La rinuncia di molte compagnie aeree internazionali a usare l’aeroporto di Tel Aviv dimostra che, la minaccia dei razzi artigianali di Hamas, è molto più grave di quanto si poteva inizialmente pensare. La minaccia è in grado di bloccare uno spazio vitale come lo scalo Ben Gurion. Tutto ciò costringerà Benjamin Netanyahu a proseguire la sua offensiva contro Hamas: ci saranno sicuramente ancora molti morti, che avranno un prezzo politico alto per il premier israeliano.
Hamas, abbandonata dal regime di Assad e dagli ayatollah iraniani dall’inizio delle rivoluzioni arabe, e detestata dal presidente egiziano Al Sisi, che ha bloccato la maggior parte dei tunnel che approvvigionavano la Striscia dall’Egitto, appare oggi come una struttura politica isolata e prossima al fallimento. Anche se il suo stock di armi è ancora importante, pur se non inesauribile.
Per sopravvivere, Hamas deve fare in modo che Israele non riesca a proclamarsi vincitore di questa ennesima guerra. Sta perciò costringendo l’esercito dello Stato ebraico a penetrare nelle paludi umane di Gaza, dove 1,8 milioni di abitanti affollano, sì e no, 360 chilometri quadrati. Per non scomparire Hamas può contare soltanto su importanti perdite tra i soldati israeliani e sulle strazianti immagini dei civili palestinesi uccisi.

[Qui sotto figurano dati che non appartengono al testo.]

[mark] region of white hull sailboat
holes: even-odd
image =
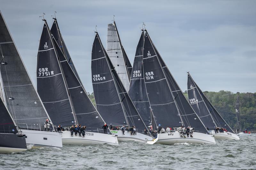
[[[119,142],[126,142],[131,140],[146,142],[148,140],[152,140],[152,137],[148,135],[137,132],[136,135],[131,135],[131,132],[125,131],[124,134],[122,131],[111,131],[111,132],[117,135],[117,140]]]
[[[159,133],[157,137],[153,141],[148,141],[148,144],[162,144],[163,145],[174,145],[177,144],[216,144],[212,135],[204,134],[202,133],[194,132],[193,137],[180,137],[180,132],[176,131],[173,132]]]
[[[37,147],[62,148],[61,135],[56,132],[22,130],[26,143],[32,148]]]
[[[230,132],[219,132],[215,133],[214,130],[212,131],[212,134],[214,136],[214,138],[219,140],[239,140],[239,137],[233,133]]]
[[[118,145],[116,136],[100,133],[85,131],[84,137],[75,136],[71,136],[69,131],[62,133],[62,141],[64,145],[92,145],[99,144],[107,144],[111,145]]]

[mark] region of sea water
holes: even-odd
[[[0,169],[255,169],[256,134],[216,145],[63,145],[0,155]]]

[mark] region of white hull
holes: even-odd
[[[117,140],[119,142],[126,142],[133,140],[137,142],[146,142],[148,140],[152,140],[152,138],[150,136],[137,133],[136,135],[131,135],[131,132],[124,131],[124,134],[123,134],[122,131],[111,131],[111,132],[117,135]]]
[[[215,133],[214,130],[212,131],[212,134],[215,139],[219,140],[239,140],[239,137],[235,134],[229,132],[221,132]]]
[[[61,135],[55,132],[22,130],[26,136],[26,142],[32,148],[36,147],[62,148]]]
[[[7,147],[0,147],[0,153],[5,154],[11,153],[24,151],[27,150],[27,149],[20,148],[9,148]]]
[[[160,133],[157,134],[157,138],[154,141],[148,141],[147,143],[151,145],[174,145],[185,143],[188,144],[216,144],[215,139],[212,135],[194,132],[193,136],[193,138],[190,137],[186,138],[181,137],[180,132],[177,131],[173,132]]]
[[[243,133],[243,132],[240,132],[239,133],[238,133],[236,134],[239,137],[240,136],[250,136],[251,134],[251,133]]]
[[[62,141],[63,144],[77,145],[92,145],[97,144],[108,144],[112,145],[118,145],[118,141],[115,135],[104,134],[99,133],[85,132],[84,137],[76,136],[71,136],[69,131],[62,133]]]

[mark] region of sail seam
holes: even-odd
[[[50,49],[47,49],[47,50],[39,50],[38,51],[38,52],[41,52],[41,51],[48,51],[51,50],[52,50],[52,49],[54,49],[54,48],[50,48]]]

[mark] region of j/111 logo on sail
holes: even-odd
[[[45,42],[45,44],[44,46],[44,49],[47,49],[48,48],[48,46],[47,45],[47,42]]]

Con l’entrata in scena di Abu Bakr al Baghdadi, il modello islamico della jihad è profondamente cambiato. L’obiettivo dello pseudo-califfo Ibrahim è infatti quello di rendere più “autonomi” gli esecutori materiali del terrore. Se Al Qaeda sceglieva i suoi bersagli e pagava i biglietti d’aereo ai suoi kamikaze, adesso tutto è mutato. Gli obiettivi da colpire, quantomeno in Occidente, sono tre: gli ebrei ma non le sinagoghe; i musulmani “apostati” che combattono indossando la divisa dei miscredenti; e le manifestazioni sportive. In alcuni casi, questo nuovo modus operandi è stato eseguito alla lettera. Basta vedere quanto è accaduto a Tolosa con Mohammed Merah, alla maratona di Boston con i fratelli Tsarnaev o, più recentemente, al Museo ebraico di Bruxelles. L’idea è di minimizzare i costi dell’offensiva terroristica pur suscitando reazioni di orrore in Europa e negli Stati Uniti, allo scopo di generare atti di islamofobia. I quali a loro volta provocheranno una solidarietà tra quei musulmani più carismatici e radicali, nella speranza di scatenare un giorno una guerra civile in Europa, come preludio della vittoria della jihad mondiale. Il teorico di questo sistema è un certo Abu Mussab al Suri, ex luogotenente di Bin Laden, autore della Chiamata alla resistenza islamica mondiale . Catturato dagli americani e da questi “consegnato” nelle mani della Siria, nel 2011 al Suri sarebbe stato liberato dal presidente Assad per inoculare la jihad in seno alla ribellione e per farla in questo modo implodere. La prima conseguenza del suo arrivo tra le file degli oppositori al regime di Damasco è stata la creazione dello Stato islamico in Iraq e nel Levante, che ha di fatto annientato la rivolta più moderata, permettendo ad Assad di presentarsi come il primo oppositore della barbarie islamica.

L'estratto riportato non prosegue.